Sana helâl olmasın, Kumlu, helâl olmasın! (DİP Girişimi Bildirisi - 21-01-2010)
Şimdi iş, 17 ocak günü sahneye çıktığınızda Türk-İş kürsüsünün mikrofonundan atılan "Genel grev, genel direniş!" sloganını hayata geçirmektir. Bu slogan madem Türk-İş mikrofonundan atılmıştır, şimdi onu uygulamak Türk-İş yöneticilerinin görevidir. Bir aydan fazla bir süredir vermekte olduğunuz mücadelenin başarıya ulaşması için, Türk-İş öncülüğünde, öteki sendika konfederasyonlarını ve meslek odalarını da yanına alan bir genel grev hayati bir önem taşıyor.
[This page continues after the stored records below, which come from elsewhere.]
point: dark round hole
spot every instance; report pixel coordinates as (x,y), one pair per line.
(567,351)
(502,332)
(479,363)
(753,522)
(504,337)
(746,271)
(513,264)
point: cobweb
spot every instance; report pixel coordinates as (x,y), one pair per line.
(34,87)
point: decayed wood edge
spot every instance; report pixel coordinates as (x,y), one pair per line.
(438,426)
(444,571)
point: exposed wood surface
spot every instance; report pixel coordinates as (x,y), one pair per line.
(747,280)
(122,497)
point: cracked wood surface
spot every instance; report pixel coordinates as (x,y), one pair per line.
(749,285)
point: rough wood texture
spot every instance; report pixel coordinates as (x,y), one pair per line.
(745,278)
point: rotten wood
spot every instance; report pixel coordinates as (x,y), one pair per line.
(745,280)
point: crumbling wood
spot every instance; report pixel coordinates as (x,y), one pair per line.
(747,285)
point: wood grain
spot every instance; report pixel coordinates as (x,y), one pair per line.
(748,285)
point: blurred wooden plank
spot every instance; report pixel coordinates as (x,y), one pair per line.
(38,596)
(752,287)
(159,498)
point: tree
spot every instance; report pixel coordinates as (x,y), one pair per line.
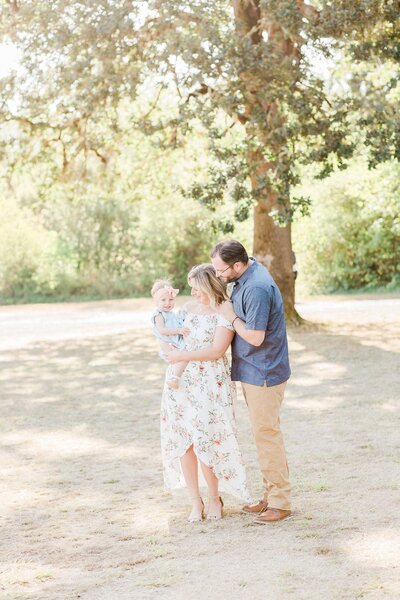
(252,59)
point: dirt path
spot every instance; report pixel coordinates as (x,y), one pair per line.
(83,512)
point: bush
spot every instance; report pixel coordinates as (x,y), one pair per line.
(351,239)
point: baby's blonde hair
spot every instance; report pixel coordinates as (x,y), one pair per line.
(159,284)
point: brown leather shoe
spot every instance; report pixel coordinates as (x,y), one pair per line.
(255,509)
(273,515)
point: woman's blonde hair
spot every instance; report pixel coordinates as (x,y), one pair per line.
(205,279)
(159,284)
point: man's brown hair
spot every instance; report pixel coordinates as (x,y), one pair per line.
(230,251)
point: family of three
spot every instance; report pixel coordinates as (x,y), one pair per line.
(197,411)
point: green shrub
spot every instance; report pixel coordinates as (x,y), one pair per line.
(351,239)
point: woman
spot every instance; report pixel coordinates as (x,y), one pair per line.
(197,420)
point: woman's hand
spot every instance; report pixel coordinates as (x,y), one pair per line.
(173,356)
(226,310)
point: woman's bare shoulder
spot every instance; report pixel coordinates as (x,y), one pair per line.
(189,306)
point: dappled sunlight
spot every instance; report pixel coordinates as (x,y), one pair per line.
(377,548)
(314,405)
(83,474)
(54,444)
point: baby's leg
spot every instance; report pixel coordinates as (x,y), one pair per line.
(164,349)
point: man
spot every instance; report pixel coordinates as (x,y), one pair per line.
(260,362)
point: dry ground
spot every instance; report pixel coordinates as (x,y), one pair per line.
(83,511)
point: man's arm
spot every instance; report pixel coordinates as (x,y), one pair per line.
(255,337)
(257,303)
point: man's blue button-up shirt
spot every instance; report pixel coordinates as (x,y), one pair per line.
(258,302)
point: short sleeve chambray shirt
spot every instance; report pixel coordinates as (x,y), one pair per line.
(258,302)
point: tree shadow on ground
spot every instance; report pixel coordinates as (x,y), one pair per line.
(81,444)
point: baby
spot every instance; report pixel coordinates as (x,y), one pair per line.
(168,327)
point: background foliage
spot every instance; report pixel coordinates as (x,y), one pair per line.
(137,134)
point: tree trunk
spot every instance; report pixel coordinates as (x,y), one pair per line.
(272,243)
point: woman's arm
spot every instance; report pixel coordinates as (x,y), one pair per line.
(255,337)
(222,339)
(160,324)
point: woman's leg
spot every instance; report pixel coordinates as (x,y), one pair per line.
(214,502)
(190,474)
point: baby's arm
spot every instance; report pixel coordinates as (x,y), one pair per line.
(160,324)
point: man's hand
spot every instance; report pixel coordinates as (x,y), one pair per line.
(226,310)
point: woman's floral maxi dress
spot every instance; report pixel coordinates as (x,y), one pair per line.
(201,412)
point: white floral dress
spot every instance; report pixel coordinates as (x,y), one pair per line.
(201,412)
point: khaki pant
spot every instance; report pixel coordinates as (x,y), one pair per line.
(264,404)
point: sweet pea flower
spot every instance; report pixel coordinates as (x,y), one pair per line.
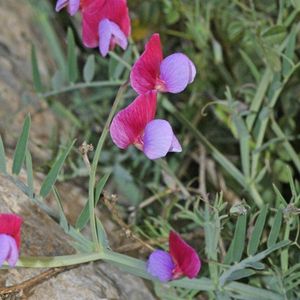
(10,238)
(182,260)
(152,72)
(135,125)
(105,24)
(72,6)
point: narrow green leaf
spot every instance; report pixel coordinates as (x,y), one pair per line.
(2,157)
(85,214)
(36,77)
(89,69)
(279,195)
(72,59)
(275,229)
(237,245)
(287,65)
(63,222)
(239,274)
(52,175)
(217,155)
(92,179)
(258,98)
(29,170)
(251,65)
(274,30)
(102,237)
(129,264)
(21,147)
(250,261)
(257,231)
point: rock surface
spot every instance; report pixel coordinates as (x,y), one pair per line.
(40,234)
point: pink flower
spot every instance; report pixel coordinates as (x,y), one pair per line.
(105,24)
(135,125)
(182,260)
(152,72)
(72,6)
(10,238)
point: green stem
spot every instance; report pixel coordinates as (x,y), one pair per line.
(120,60)
(92,180)
(164,165)
(288,147)
(58,261)
(83,85)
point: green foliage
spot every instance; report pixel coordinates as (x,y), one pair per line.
(52,175)
(21,147)
(245,144)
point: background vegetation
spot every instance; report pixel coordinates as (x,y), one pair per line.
(234,191)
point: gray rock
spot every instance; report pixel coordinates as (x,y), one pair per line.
(41,236)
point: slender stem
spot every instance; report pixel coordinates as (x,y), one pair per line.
(82,85)
(164,165)
(58,261)
(92,180)
(288,147)
(120,60)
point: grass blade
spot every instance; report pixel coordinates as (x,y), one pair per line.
(85,213)
(72,60)
(95,162)
(240,274)
(29,170)
(21,147)
(2,157)
(36,77)
(237,245)
(218,156)
(257,231)
(275,229)
(63,222)
(102,236)
(250,261)
(89,69)
(289,53)
(258,98)
(52,175)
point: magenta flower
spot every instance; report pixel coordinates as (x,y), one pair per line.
(182,260)
(105,24)
(10,238)
(135,125)
(72,6)
(152,72)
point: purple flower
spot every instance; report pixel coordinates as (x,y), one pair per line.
(135,125)
(152,72)
(182,260)
(10,238)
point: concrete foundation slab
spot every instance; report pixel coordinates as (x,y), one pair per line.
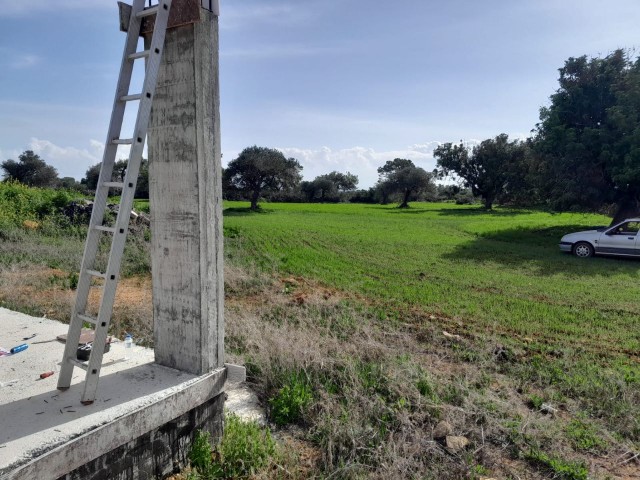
(46,433)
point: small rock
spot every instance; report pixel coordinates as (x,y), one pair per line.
(455,444)
(442,429)
(546,408)
(450,335)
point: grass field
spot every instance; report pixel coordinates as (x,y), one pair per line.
(365,327)
(497,272)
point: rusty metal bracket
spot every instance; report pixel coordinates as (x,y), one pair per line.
(183,12)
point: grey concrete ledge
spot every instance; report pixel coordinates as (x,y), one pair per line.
(45,433)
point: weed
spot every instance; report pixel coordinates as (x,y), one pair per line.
(244,450)
(535,401)
(200,454)
(584,436)
(560,468)
(289,403)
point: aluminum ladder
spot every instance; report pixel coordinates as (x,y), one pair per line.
(117,232)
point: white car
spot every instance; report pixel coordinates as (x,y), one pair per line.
(621,239)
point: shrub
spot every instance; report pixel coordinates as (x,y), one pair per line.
(245,450)
(289,404)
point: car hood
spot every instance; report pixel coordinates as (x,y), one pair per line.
(585,235)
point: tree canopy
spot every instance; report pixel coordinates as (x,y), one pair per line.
(30,170)
(329,187)
(588,138)
(401,176)
(261,169)
(486,169)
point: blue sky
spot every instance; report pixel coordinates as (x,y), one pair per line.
(338,84)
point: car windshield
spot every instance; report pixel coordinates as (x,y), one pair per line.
(627,228)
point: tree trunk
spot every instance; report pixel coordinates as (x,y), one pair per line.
(405,199)
(254,200)
(628,207)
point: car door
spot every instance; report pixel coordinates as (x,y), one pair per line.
(620,240)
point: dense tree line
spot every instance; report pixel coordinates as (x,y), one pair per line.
(584,154)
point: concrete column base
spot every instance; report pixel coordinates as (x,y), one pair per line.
(158,453)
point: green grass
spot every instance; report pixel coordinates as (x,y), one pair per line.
(492,272)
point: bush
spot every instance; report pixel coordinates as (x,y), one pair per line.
(289,404)
(245,450)
(19,203)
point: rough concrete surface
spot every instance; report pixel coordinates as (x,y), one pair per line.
(35,417)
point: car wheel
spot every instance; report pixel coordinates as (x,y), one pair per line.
(583,250)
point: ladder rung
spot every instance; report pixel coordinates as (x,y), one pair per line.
(77,363)
(129,98)
(113,184)
(147,11)
(87,318)
(140,54)
(95,273)
(105,229)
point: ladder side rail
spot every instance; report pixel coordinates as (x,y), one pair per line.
(126,200)
(100,199)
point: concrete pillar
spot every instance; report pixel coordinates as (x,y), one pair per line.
(185,192)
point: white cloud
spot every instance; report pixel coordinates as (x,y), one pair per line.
(24,61)
(69,161)
(10,8)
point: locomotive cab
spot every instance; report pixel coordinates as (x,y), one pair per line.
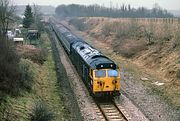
(106,82)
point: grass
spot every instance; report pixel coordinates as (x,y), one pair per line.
(45,89)
(170,93)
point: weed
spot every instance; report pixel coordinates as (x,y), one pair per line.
(40,112)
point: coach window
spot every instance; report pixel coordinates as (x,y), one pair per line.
(112,73)
(100,73)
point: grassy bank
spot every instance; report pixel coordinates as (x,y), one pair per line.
(45,90)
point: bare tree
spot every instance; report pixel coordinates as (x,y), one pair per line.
(37,17)
(6,13)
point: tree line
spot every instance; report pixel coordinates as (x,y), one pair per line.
(124,11)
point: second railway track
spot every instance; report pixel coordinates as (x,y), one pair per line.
(110,111)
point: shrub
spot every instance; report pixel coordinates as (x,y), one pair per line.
(13,76)
(9,66)
(40,112)
(78,23)
(178,73)
(26,81)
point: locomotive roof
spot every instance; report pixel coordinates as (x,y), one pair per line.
(93,57)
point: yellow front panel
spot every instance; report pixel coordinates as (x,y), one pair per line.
(106,84)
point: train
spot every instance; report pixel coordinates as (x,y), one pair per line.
(100,74)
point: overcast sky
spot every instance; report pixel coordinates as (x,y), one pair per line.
(167,4)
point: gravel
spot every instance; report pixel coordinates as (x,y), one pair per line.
(139,100)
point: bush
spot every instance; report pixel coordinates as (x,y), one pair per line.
(78,23)
(13,75)
(9,66)
(26,81)
(178,73)
(40,112)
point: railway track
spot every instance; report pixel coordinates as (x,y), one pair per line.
(110,111)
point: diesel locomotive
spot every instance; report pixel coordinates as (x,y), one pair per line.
(99,73)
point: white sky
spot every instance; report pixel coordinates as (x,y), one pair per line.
(167,4)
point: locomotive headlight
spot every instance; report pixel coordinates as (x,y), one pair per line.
(114,81)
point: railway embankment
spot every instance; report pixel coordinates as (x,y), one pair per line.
(46,99)
(156,97)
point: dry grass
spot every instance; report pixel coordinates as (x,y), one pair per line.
(160,58)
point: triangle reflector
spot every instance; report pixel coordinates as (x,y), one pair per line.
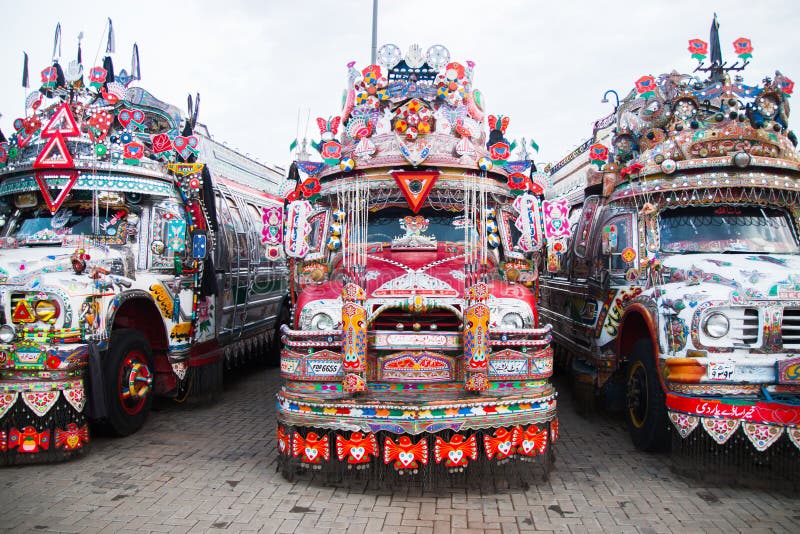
(415,186)
(62,123)
(23,313)
(54,155)
(41,179)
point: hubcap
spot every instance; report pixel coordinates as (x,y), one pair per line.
(135,381)
(637,394)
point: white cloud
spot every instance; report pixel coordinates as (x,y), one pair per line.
(255,64)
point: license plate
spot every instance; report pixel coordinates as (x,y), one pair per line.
(789,371)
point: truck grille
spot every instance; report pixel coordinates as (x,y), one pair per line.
(790,329)
(444,320)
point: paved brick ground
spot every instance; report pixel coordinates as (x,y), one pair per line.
(197,469)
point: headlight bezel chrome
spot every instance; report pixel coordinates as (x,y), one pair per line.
(716,325)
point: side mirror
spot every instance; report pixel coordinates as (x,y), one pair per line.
(609,239)
(199,250)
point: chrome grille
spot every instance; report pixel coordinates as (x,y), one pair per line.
(790,328)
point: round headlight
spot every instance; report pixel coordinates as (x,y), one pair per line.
(512,320)
(322,321)
(46,310)
(6,333)
(716,325)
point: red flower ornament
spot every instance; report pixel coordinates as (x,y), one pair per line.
(743,48)
(698,48)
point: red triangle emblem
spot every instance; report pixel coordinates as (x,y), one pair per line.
(54,155)
(415,186)
(23,313)
(62,123)
(41,179)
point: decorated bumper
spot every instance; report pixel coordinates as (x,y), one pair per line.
(42,397)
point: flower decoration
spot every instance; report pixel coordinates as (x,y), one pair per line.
(518,183)
(97,77)
(598,154)
(49,77)
(371,90)
(451,85)
(311,188)
(413,118)
(786,85)
(698,48)
(743,48)
(646,86)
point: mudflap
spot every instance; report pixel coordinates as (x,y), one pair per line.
(96,407)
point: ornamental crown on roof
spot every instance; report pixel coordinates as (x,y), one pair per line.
(677,122)
(412,109)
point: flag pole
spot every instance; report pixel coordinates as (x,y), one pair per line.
(374,55)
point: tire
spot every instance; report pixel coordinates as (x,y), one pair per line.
(645,410)
(128,379)
(274,354)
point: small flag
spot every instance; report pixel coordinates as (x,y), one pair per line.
(25,82)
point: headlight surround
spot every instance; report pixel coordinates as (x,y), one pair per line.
(47,310)
(512,320)
(322,321)
(7,333)
(716,325)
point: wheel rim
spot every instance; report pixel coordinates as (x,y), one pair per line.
(637,394)
(135,381)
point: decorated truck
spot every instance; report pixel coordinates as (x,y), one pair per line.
(415,344)
(131,261)
(679,288)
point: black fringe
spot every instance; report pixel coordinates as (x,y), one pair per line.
(515,472)
(58,417)
(736,462)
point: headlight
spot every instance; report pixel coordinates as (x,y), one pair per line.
(716,325)
(6,333)
(46,310)
(322,321)
(512,320)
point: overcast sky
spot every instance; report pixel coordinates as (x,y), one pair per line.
(545,65)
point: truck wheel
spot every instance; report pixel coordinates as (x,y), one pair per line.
(128,381)
(645,409)
(274,355)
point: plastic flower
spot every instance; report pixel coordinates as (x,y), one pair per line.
(698,48)
(598,154)
(646,86)
(743,47)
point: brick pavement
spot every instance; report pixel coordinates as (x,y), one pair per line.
(198,469)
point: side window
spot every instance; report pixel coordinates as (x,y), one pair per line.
(585,225)
(618,238)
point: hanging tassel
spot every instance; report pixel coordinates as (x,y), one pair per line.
(80,56)
(110,43)
(109,66)
(25,81)
(57,43)
(136,73)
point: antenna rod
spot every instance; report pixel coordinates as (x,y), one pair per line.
(374,32)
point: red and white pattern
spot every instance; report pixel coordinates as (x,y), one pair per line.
(457,451)
(405,454)
(40,401)
(312,449)
(762,436)
(720,429)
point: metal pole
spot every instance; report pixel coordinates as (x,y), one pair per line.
(374,32)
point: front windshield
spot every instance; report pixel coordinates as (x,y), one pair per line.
(727,229)
(39,225)
(393,224)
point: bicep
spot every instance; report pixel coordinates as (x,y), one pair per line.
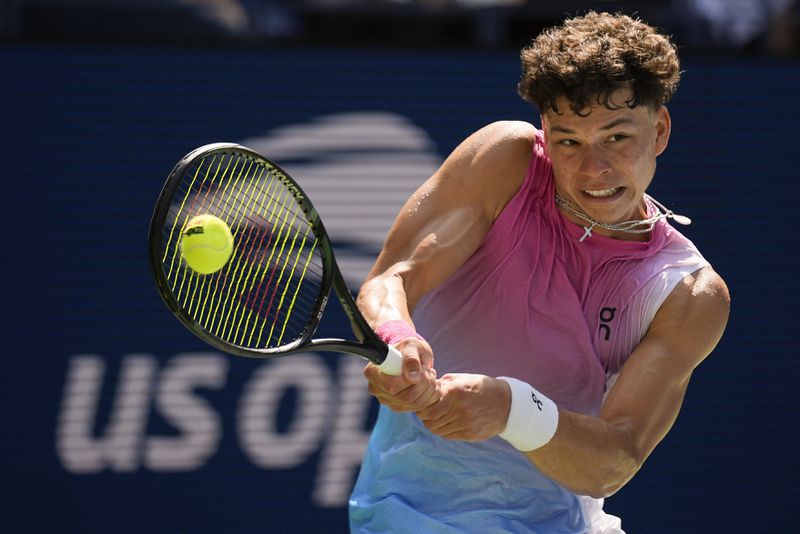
(447,218)
(649,392)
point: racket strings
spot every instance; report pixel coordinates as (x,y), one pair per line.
(265,294)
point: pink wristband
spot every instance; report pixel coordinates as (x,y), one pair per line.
(395,331)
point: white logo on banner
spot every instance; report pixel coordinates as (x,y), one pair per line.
(358,168)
Bundan kazanan sadece siz olmayacaksınız. Sadece itfaiye işçisi, Şeker işçisi ve mücadele eden öteki işçiler olmayacak. Bütün işçiler ve kamu emekçileri kazanacak. Ama mücadele yarı yolda kalırsa, bunun sonuçları da bütün işçi sınıfı aleyhine olacak. Kıdem tazminatı işçi sınıfının elinden alınacak. Şekerden elektriğe ve kamu bankalarına kadar özelleştirme devam edecek. Taşeronlaşma yayılmaya devam edecek. Sendikalaşmanın önündeki engeller kaldırılmayacak. İşverenler sendikalaşan işçiyi pervasız biçimde işten atmaya devam edecek.
Kahraman Tekel işçileri!
Değerli aileler!
Şimdi AKP hükümetine geri adım attırmak için önce Mustafa Kumlu ve benzerlerinin yarattığı engeli aşmak zorundasınız. Mücadelenin yakın hedefi budur. Sendikacılar size kürsüden inmeniz için "genel grev" sözü verdiler. Sözlerini yerine getirsinler! Türk-İş ya Kumlu'nundur, o zaman AKP'ye hizmet edecektir; ya sizindir, işçinindir, o zaman genel grev ilân edecektir. Ara yol yoktur!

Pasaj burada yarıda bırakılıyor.